10Die Ausführungen beziehen sich auf Hirnbereiche, in denen die Nervenzellen schwach und teilweise außergewöhnlich stark vernetzt sind und die neuronalen Prozesse nicht miteinander abgestimmt oder „gleichzeitig“ ablaufen.
11Hierbei handelt es sich um Wohngruppen, die eigens für sogenannte geistig oder mehrfach behinderte Erwachsene mit schwerwiegendem herausforderndem Verhalten geschaffen wurden.

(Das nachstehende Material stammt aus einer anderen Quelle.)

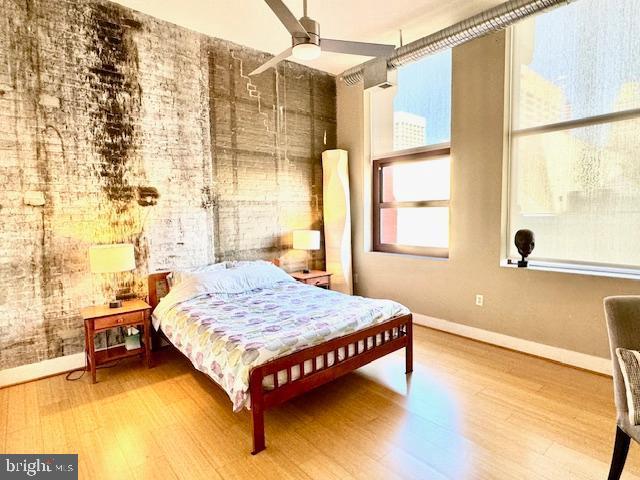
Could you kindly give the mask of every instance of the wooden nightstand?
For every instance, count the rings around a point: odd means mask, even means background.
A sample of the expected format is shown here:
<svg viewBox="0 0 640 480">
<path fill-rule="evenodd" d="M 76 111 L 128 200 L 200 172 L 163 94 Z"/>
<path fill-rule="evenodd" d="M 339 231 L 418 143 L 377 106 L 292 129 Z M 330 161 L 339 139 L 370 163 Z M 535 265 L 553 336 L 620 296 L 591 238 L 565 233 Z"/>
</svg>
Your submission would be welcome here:
<svg viewBox="0 0 640 480">
<path fill-rule="evenodd" d="M 316 287 L 331 289 L 331 275 L 332 273 L 325 272 L 323 270 L 311 270 L 309 273 L 293 272 L 290 275 L 300 283 L 306 283 L 307 285 L 315 285 Z"/>
<path fill-rule="evenodd" d="M 151 366 L 151 306 L 142 300 L 128 300 L 120 308 L 97 305 L 83 308 L 80 312 L 84 320 L 84 342 L 87 367 L 91 379 L 96 383 L 96 368 L 99 365 L 135 355 L 143 355 L 147 368 Z M 124 345 L 96 352 L 94 336 L 110 328 L 141 326 L 143 346 L 127 350 Z"/>
</svg>

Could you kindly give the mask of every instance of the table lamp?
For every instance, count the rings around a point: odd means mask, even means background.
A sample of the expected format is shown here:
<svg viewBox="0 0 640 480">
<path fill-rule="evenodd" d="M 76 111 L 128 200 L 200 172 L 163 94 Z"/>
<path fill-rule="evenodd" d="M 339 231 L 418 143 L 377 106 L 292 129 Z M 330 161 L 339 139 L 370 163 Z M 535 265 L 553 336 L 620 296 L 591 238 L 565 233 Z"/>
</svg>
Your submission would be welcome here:
<svg viewBox="0 0 640 480">
<path fill-rule="evenodd" d="M 319 230 L 294 230 L 293 232 L 294 250 L 320 250 Z M 302 273 L 309 273 L 309 254 L 307 253 L 307 267 Z"/>
<path fill-rule="evenodd" d="M 91 273 L 127 272 L 136 268 L 133 244 L 116 243 L 111 245 L 94 245 L 89 248 L 89 265 Z M 113 298 L 109 299 L 109 308 L 122 307 L 115 289 Z"/>
</svg>

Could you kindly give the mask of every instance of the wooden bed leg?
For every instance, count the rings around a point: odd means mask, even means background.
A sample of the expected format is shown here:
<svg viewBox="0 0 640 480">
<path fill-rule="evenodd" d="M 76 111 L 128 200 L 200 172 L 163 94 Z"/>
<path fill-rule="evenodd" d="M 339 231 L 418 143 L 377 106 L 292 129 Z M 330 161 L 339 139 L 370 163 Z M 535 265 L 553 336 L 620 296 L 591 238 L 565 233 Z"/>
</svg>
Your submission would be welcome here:
<svg viewBox="0 0 640 480">
<path fill-rule="evenodd" d="M 253 401 L 253 399 L 251 399 Z M 253 450 L 251 455 L 260 453 L 266 447 L 264 442 L 264 410 L 262 405 L 251 405 L 251 429 L 253 432 Z"/>
<path fill-rule="evenodd" d="M 266 447 L 264 441 L 264 401 L 262 397 L 262 375 L 251 372 L 249 378 L 249 393 L 251 395 L 251 432 L 253 434 L 253 450 L 256 455 Z"/>
<path fill-rule="evenodd" d="M 413 372 L 413 318 L 405 325 L 407 346 L 405 347 L 405 373 Z"/>
</svg>

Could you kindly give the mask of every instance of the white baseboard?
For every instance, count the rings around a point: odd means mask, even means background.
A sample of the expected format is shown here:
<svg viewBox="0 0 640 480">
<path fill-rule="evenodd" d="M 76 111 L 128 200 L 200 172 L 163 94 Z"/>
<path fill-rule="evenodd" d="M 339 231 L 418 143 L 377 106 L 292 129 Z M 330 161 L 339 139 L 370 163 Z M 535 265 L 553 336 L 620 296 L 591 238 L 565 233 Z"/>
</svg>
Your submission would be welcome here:
<svg viewBox="0 0 640 480">
<path fill-rule="evenodd" d="M 0 370 L 0 388 L 84 368 L 84 352 Z"/>
<path fill-rule="evenodd" d="M 529 353 L 537 357 L 548 358 L 549 360 L 583 368 L 592 372 L 611 375 L 611 360 L 608 358 L 552 347 L 522 338 L 503 335 L 502 333 L 421 315 L 419 313 L 413 314 L 413 321 L 416 325 L 454 333 L 462 337 L 480 340 L 481 342 L 498 345 L 518 352 Z M 38 363 L 0 370 L 0 388 L 57 375 L 77 368 L 83 368 L 84 366 L 84 352 L 79 352 L 72 355 L 65 355 L 64 357 L 51 358 Z"/>
<path fill-rule="evenodd" d="M 608 358 L 596 357 L 594 355 L 574 352 L 573 350 L 552 347 L 551 345 L 511 337 L 502 333 L 470 327 L 469 325 L 429 317 L 419 313 L 413 314 L 413 321 L 416 325 L 422 325 L 435 330 L 442 330 L 443 332 L 453 333 L 460 335 L 461 337 L 467 337 L 473 340 L 497 345 L 499 347 L 516 350 L 518 352 L 528 353 L 537 357 L 547 358 L 549 360 L 590 370 L 592 372 L 611 375 L 611 360 Z"/>
</svg>

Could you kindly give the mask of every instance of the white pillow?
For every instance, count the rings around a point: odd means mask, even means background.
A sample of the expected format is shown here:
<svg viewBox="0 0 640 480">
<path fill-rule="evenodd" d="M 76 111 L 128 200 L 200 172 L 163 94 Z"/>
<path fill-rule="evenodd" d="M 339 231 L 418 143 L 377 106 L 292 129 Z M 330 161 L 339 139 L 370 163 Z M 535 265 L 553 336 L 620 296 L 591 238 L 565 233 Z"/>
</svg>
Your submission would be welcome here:
<svg viewBox="0 0 640 480">
<path fill-rule="evenodd" d="M 219 270 L 224 270 L 226 268 L 227 268 L 226 262 L 222 262 L 222 263 L 210 263 L 209 265 L 201 265 L 198 267 L 175 270 L 171 272 L 169 275 L 167 275 L 167 280 L 169 282 L 169 287 L 173 288 L 176 285 L 179 285 L 182 282 L 184 282 L 187 278 L 189 278 L 190 275 L 193 275 L 194 273 L 215 272 Z"/>
<path fill-rule="evenodd" d="M 269 288 L 278 282 L 295 281 L 284 270 L 269 262 L 248 262 L 226 270 L 190 273 L 183 283 L 197 286 L 207 293 L 244 293 Z"/>
</svg>

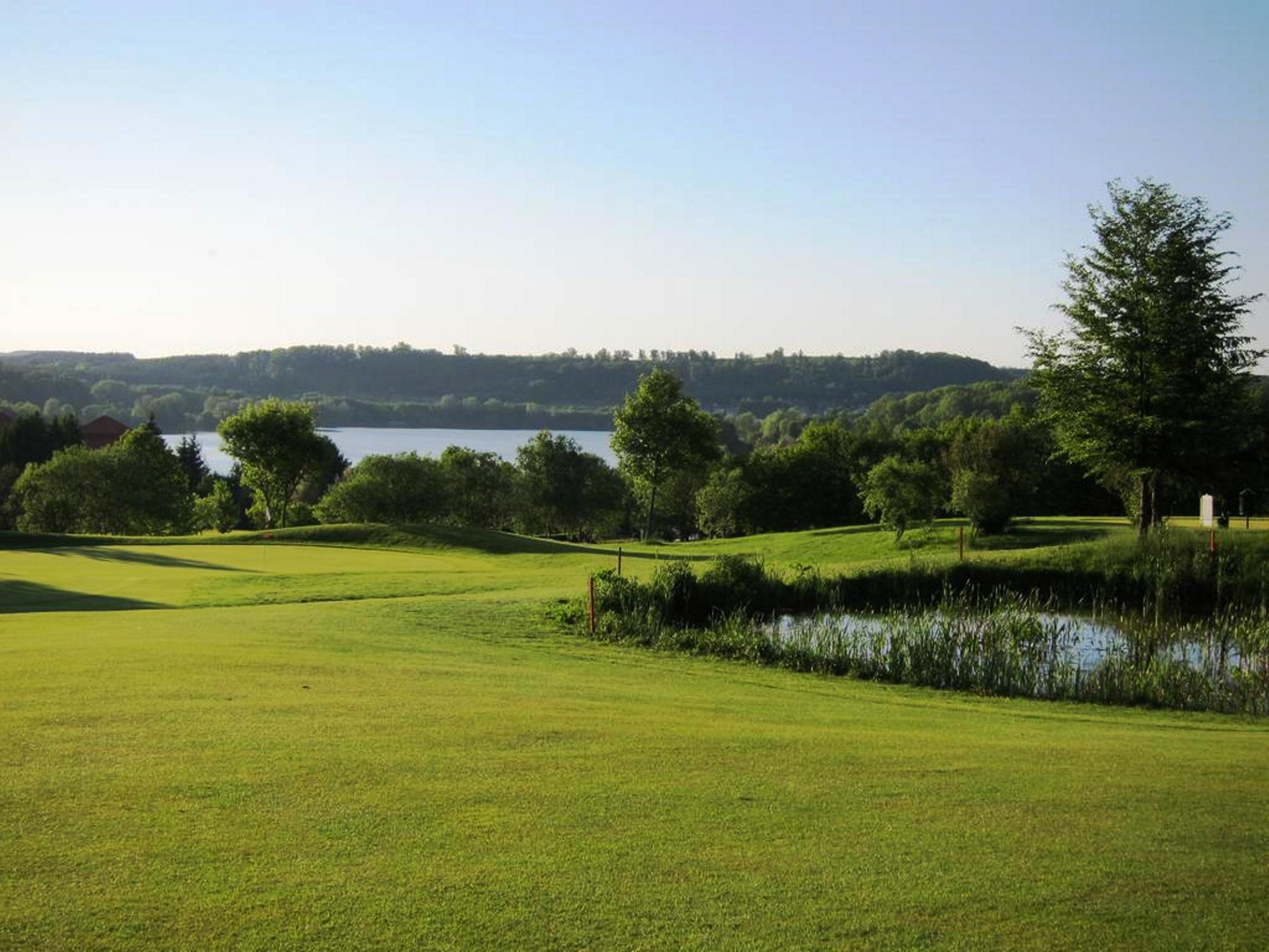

12Hierbei werden Verhaltens- und Erlebensweisen von Erwachsenen mit Lernschwierigkeiten („geistiger Behinderung“) mit frühen sozio-emotionalen Entwicklungsphasen verglichen und in Beziehung gesetzt (vgl. Sappok & Zepperitz 2016). Die Gefahr besteht, dass dadurch nicht nur die sozio-emotionale Lebensgeschichte eines Erwachsenen zu wenig Beachtung findet, sondern dass seine gesamte Entwicklung mit ihren Potenzialen (bei autistischen Menschen im kognitiven oder Wahrnehmungsbereich) allzu leicht aus dem Blick gerät. Zudem ist der SEO für autistische Personen ungeeignet, da es schwierig ist, die Besonderheiten der sozialen Interaktion und Emotionalität zu berücksichtigen.
13Nach der Hypothese der „schwachen zentralen Kohärenz“ werden Autist*innen (erhebliche) Schwierigkeiten nachgesagt, aus Details das Gesamtbild (große Ganze) zu erfassen und zu speichern; nach der Hypothese der „mangelnden exekutiven Funktion“ besteht die Beeinträchtigung vor allem darin, sich Handlungsziele zu setzen, eine zielgerichtete Planung vorzunehmen, zielgerichtet mit einer Tätigkeit zu beginnen, eigene Impulse und Handlungen zu kontrollieren, die Aufmerksamkeit zu steuern, das Arbeitsgedächtnis zu nutzen und vor allem kognitiv flexibel zu handeln (z. B. bei unerwarteten Problemen, Hindernissen o. Ä.).